Datasets:
Reprocessing for a new language
I am considering applying this approach to another language. If I understand correctly, the first two steps involve parsing the CC files and using FastText for language detection. These steps are quite substantial, especially for less common languages, as they require processing all the data, not just a subset.
Is there any way to access your files at this stage, so we don't have to repeat this step?
we plan to work on multilinguality later on but for the moment the data we have after language filtering is not public
Thanks @guipenedo . We tried at some stage to parse MC4 (before you released the split) but gave it up. It is basically the same job (parsing CC and running FastText lang detect), but datatrove seems to make it a bit smoother. I know it is a significant job, and a bit wasted if you are just looking for a minor language.
Do you have any estimate about what compute is needed for performing these first steps? Are there other ways of obtaining the CC split by language?
Trafilatura is by far the most compute heavy step. If you don't mind some slightly worse text extraction, you can run the fasttext language filtering on the WET version of commoncrawl. mC4 (and many other datasets) also start directly from the WET files.
datatrove's WarcReader can also parse WET files, you just have to change the glob pattern in the example
Thanks. That is a very good point. I am interested only in the Norwegian part here (far less than <1%). To only run Trafilatura on this small portion makes the project a lot more feasible.
If you have any estimate on when multilingual versions (on any level of completeness) will be available, please let me know. No point in spending resources on tasks that others are doing. I am also happy to give feedback on language specific adoptions on the heuristics here.
We might have an open call for help from native speakers when we start working more on our multilingual efforts
Sorry to jump in. I'm actually doing something similar but for multilingual purposes, and currently our pipelines pass through three snapshots. I'm using our developed FastText based language identification (GlotLID) for this work: https://huggingface.co/spaces/cis-lmu/glotlid-space.
@guipenedo , regarding the point you made about run the LID directly on wet files from Common Crawl, does Fineweb not do this? Does it use wat files instead? And is that why it needs Trafilatura to extract text? Could you explain a bit about the decisions made in the Fineweb or point me to a readme? Thanks.
@pere @kargaranamir I am looking to run these scripts for a low-to-medium resource language (Turkish). Is there any update as to have you been able to make any progress in running for your choice of languages?
Hi @meliksahturker ,
You can see our effort here: https://huggingface.co/datasets/cis-lmu/GlotCC-V1. The whole dataset is 2.2TB.
We mostly use the latest snapshot available. Specifically for Turkish, the viewer is here: https://huggingface.co/datasets/cis-lmu/GlotCC-V1/viewer/tur-Latn, and the data is here: https://huggingface.co/datasets/cis-lmu/GlotCC-V1/tree/main/v1.0/tur-Latn, which is 33GB of tur-Latn data.
For much lower resource languages, we are going to have another round of cleaning and auditing. I will update the codes here:
https://github.com/cisnlp/GlotCC/tree/main
This project is built on top of GlotLID and the ungoliant fork.
@kargaranamir If you're still planning to do another round of cleaning and auditing, I would love to help with Amazigh languages (codes zgh, tzm, kab, shi ...) because I've noticed that the amount of data is a very tiny fraction of what the latest snapshot should contain.
@ayymen Sure, definitely. We may over-clean for some languages. I would like to share our non-clean data for these languages with you, to see what we can do for them. Later, we can have specific filters for these sets.

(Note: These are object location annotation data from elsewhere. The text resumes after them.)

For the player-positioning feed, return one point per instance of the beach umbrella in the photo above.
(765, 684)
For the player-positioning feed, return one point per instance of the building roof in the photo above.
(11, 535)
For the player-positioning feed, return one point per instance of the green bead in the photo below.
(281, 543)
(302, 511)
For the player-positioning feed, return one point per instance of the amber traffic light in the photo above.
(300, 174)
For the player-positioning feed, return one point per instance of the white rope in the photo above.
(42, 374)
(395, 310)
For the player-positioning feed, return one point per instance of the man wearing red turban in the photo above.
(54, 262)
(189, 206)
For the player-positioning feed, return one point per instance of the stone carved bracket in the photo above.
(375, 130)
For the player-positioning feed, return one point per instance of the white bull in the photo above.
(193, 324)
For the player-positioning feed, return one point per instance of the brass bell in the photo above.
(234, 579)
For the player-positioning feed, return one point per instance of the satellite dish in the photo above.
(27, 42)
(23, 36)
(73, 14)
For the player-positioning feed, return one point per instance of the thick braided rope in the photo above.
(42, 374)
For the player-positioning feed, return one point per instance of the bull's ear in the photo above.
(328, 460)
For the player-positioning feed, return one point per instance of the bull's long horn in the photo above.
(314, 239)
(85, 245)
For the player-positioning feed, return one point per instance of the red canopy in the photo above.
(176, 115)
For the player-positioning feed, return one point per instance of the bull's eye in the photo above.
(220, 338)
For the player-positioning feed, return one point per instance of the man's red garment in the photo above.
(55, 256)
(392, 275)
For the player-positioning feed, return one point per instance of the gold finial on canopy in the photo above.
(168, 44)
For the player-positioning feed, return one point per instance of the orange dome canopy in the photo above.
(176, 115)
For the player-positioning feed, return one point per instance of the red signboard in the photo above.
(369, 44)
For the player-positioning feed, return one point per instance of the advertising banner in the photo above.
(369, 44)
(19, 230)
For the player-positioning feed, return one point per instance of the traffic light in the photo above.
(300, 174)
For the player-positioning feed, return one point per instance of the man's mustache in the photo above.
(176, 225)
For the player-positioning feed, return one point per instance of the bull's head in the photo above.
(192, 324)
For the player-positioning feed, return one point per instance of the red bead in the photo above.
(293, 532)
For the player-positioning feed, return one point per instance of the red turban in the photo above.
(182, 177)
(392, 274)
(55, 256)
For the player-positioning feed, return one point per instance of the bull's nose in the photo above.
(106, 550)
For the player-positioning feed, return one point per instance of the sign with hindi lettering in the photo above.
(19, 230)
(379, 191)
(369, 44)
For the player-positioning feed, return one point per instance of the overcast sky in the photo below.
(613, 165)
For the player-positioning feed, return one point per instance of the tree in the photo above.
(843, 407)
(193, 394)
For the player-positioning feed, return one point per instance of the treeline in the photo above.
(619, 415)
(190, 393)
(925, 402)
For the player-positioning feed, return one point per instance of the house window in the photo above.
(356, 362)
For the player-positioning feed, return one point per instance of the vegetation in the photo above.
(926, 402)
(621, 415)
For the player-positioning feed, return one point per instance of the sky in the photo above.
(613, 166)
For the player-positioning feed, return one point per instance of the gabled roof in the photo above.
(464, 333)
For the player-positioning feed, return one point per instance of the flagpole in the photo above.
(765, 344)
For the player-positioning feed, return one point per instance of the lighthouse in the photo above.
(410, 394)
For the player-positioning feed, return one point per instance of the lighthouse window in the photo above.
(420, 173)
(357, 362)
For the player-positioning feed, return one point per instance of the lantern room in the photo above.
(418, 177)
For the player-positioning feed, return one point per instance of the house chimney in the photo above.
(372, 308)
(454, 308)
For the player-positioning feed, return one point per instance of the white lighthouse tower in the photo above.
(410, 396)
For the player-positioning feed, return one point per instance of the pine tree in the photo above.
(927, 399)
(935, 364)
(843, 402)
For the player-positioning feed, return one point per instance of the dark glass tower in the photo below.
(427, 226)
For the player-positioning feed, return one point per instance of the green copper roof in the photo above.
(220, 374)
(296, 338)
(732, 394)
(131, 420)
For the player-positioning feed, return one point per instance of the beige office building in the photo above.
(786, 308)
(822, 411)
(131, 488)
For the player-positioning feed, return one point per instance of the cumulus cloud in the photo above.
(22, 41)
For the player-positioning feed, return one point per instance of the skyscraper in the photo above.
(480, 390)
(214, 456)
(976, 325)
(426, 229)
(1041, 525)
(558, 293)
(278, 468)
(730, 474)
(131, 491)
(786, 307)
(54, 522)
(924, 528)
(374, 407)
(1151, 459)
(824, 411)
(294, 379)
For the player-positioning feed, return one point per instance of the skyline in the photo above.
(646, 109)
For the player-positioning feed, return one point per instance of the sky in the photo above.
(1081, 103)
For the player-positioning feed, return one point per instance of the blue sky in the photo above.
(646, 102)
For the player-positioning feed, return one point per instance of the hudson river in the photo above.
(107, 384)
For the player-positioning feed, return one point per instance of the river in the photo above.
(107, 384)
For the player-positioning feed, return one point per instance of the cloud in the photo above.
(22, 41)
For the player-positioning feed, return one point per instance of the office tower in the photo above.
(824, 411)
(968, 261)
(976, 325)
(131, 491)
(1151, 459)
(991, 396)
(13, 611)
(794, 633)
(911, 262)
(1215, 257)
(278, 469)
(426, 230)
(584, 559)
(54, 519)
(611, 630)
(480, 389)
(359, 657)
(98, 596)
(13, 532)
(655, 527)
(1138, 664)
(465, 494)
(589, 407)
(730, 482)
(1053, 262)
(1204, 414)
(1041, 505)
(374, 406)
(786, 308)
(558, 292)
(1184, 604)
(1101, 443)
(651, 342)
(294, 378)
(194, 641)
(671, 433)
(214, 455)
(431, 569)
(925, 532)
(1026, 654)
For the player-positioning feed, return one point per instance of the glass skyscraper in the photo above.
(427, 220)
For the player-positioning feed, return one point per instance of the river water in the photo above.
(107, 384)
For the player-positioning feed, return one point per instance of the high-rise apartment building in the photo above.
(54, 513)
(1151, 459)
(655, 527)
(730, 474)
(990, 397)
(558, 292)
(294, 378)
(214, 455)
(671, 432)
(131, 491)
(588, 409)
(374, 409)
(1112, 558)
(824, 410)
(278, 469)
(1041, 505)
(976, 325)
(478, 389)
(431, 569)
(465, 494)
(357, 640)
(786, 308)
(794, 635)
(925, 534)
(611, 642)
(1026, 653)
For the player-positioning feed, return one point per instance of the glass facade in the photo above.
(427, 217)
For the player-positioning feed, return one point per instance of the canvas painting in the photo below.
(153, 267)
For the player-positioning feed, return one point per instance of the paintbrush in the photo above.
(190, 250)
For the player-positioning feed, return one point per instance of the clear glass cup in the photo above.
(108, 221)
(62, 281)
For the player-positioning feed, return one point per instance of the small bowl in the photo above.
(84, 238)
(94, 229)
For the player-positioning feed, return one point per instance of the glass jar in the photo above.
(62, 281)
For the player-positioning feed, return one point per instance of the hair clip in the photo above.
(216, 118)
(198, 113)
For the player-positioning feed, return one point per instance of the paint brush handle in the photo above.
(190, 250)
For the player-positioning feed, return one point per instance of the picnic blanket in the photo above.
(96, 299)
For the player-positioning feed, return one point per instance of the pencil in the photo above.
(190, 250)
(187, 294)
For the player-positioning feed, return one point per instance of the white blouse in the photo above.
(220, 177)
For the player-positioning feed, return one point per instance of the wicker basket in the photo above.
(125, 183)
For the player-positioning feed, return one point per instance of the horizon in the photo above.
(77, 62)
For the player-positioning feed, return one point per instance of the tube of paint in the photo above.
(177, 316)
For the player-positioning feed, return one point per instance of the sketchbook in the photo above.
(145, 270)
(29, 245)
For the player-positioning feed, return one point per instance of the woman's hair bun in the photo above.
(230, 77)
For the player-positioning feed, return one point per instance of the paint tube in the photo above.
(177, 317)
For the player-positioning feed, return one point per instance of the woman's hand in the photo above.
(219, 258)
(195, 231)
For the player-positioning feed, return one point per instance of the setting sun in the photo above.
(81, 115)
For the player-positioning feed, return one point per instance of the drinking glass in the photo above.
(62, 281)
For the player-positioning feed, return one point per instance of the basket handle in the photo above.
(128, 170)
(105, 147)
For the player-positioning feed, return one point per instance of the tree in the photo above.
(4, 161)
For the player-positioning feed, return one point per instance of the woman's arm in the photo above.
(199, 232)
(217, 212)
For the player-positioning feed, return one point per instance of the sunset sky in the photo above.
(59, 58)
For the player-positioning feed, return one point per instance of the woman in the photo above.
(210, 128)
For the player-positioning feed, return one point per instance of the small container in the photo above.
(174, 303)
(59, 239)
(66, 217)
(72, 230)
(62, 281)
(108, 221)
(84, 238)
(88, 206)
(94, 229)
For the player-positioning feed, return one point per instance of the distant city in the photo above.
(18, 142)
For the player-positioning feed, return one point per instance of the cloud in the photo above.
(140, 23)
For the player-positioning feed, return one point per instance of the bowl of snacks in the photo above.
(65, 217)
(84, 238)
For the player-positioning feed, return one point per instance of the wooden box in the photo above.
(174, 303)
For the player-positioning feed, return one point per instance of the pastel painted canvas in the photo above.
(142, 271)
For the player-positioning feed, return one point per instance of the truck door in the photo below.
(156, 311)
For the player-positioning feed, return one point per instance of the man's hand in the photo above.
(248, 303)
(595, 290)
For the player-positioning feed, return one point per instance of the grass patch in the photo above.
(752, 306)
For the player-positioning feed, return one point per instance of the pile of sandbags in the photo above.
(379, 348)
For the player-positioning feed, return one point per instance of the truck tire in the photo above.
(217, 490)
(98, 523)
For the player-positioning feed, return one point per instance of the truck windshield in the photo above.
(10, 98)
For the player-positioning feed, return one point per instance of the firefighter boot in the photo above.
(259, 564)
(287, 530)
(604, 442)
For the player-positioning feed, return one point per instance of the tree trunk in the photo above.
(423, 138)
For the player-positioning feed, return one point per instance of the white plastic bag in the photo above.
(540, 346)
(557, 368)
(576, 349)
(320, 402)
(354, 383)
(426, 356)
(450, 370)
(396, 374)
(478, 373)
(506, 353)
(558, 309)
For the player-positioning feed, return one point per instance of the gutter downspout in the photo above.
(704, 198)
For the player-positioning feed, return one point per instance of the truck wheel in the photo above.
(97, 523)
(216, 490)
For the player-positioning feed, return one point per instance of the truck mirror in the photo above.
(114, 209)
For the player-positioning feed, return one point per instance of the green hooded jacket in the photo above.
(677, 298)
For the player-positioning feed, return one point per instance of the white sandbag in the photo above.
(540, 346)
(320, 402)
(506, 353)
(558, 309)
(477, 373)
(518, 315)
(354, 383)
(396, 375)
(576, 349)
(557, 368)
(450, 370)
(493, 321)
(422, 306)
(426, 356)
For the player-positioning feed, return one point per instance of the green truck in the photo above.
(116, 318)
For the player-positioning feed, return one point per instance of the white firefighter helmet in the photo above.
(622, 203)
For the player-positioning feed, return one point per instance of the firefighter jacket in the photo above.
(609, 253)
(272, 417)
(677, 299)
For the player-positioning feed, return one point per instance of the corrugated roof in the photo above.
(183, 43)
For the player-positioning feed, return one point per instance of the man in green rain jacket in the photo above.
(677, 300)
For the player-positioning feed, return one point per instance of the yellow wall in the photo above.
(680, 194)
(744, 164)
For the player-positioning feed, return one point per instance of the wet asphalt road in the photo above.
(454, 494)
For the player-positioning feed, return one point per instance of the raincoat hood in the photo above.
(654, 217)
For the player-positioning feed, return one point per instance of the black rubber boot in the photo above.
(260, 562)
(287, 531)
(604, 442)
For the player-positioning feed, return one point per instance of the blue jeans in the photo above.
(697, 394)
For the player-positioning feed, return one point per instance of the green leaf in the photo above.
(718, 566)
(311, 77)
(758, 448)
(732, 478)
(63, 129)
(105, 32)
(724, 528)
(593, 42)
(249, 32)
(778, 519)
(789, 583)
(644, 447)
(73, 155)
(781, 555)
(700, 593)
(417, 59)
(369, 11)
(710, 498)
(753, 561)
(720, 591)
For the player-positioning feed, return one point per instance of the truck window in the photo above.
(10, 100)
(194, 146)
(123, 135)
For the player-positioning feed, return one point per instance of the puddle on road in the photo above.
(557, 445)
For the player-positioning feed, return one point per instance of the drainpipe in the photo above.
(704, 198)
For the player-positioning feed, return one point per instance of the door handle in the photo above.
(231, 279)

I create a discussion in here form Amazigh languages: https://huggingface.co/datasets/cis-lmu/GlotCC-V1/discussions/6
@kargaranamir Thanks for the effort and the answer! I have a question though: How come Turkish subset is so small compared to others like OSCAR, mC4, CulturaX and CulturaY? Despite aggressive cleaning, https://huggingface.co/datasets/vngrs-ai/vngrs-web-corpus -which is obtained by cleaning OSCAR + mC4 corpora- is 100+ GBs on disk. I was expecting that FineWeb Turkish subset would be much larger.
@meliksahturker good question. 33GB is not a bad deal for primarily one snapshot. OSCAR 23.01 has 73.7 GB without any major filtering. Our filters are a bit aggressive because we want to have clean data for all languages (and we still have a way to go). So, 1/2 of the data is filtered. The second reason is the contamination of other languages in the Turkish data. We have a more granular separation of closely related languages.